There are, however, dangers in selecting for a single character at a time. Unfavourable correlated responses in other characters may occur. In selection for date of ear emergence, for instance, male and female sterility have appeared as correlated responses in 2 of the lines, decreasing the possible selection differential (7). Similarly, selecting for rapid leaf appearance has invariably led to smaller leaves and vice versa (9); this correlation may, well prove an obstacle to selection for high total leaf area.

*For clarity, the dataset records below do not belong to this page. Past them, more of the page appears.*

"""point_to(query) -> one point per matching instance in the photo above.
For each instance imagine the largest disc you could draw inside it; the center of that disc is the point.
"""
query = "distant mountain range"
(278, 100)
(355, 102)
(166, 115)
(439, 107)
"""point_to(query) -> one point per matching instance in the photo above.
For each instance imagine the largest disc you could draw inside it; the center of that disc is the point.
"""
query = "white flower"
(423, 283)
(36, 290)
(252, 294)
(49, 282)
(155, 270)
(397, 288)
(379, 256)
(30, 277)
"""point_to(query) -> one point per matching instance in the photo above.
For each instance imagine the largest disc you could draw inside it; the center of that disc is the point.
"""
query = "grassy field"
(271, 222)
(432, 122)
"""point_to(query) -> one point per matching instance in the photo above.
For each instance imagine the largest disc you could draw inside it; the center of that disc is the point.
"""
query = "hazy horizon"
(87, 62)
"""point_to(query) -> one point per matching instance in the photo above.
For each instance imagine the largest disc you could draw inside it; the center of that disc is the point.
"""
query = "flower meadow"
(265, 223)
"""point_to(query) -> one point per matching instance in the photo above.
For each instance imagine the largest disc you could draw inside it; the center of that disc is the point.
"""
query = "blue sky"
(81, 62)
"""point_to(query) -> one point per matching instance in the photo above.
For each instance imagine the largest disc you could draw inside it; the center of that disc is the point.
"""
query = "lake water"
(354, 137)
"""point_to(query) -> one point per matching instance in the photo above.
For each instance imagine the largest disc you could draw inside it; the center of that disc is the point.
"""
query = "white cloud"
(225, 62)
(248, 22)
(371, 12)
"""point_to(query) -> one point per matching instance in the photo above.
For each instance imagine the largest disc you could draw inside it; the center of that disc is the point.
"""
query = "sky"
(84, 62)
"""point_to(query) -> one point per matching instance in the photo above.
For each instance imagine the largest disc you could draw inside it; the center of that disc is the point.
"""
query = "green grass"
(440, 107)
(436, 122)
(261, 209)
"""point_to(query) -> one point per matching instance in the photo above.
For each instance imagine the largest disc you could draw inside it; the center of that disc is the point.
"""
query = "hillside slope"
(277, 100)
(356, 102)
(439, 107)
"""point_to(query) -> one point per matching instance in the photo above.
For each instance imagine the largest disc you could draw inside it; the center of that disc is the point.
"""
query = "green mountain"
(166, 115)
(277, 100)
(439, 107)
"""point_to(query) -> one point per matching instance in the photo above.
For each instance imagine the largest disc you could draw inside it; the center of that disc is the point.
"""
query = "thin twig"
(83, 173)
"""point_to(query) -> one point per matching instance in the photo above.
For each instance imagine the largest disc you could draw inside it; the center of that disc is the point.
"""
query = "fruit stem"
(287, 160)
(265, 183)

Genotype/environment interaction may also act as a brake on progress, as in selection for dry matter production in Italian and Irish perennial ryegrass, where a strong interaction occurs between family production and level of cutting.
Agronomic assessment
The efficiency of selection for any character, however, depends also on the accuracy with which it can be measured. Such characters as date of ear emergence, habit of growth, disease resistance, and winter greenness can be recorded fairly accurately on individual seedlings or spaced plants (1). The case of production in the sward, however, is more difficult. Assessment of production on the basis of spaced plants, either by eye or by cutting, is not always correlated with yield under sward conditions, particularly where a legume is included (10, 16).
Selection techniques must therefore be developed to assess individual plants and their progenies under controlled competition and defoliation, preferably with a legume. A simulated sward technique involving close spacing of seedlings (2.5 in.) combined with different levels of defoliation has been developed at Aberystwyth for this purpose. It has been used for comparing different varieties and families, and since records are taken on individual seedlings, it can be used as a screening technique for selecting parents.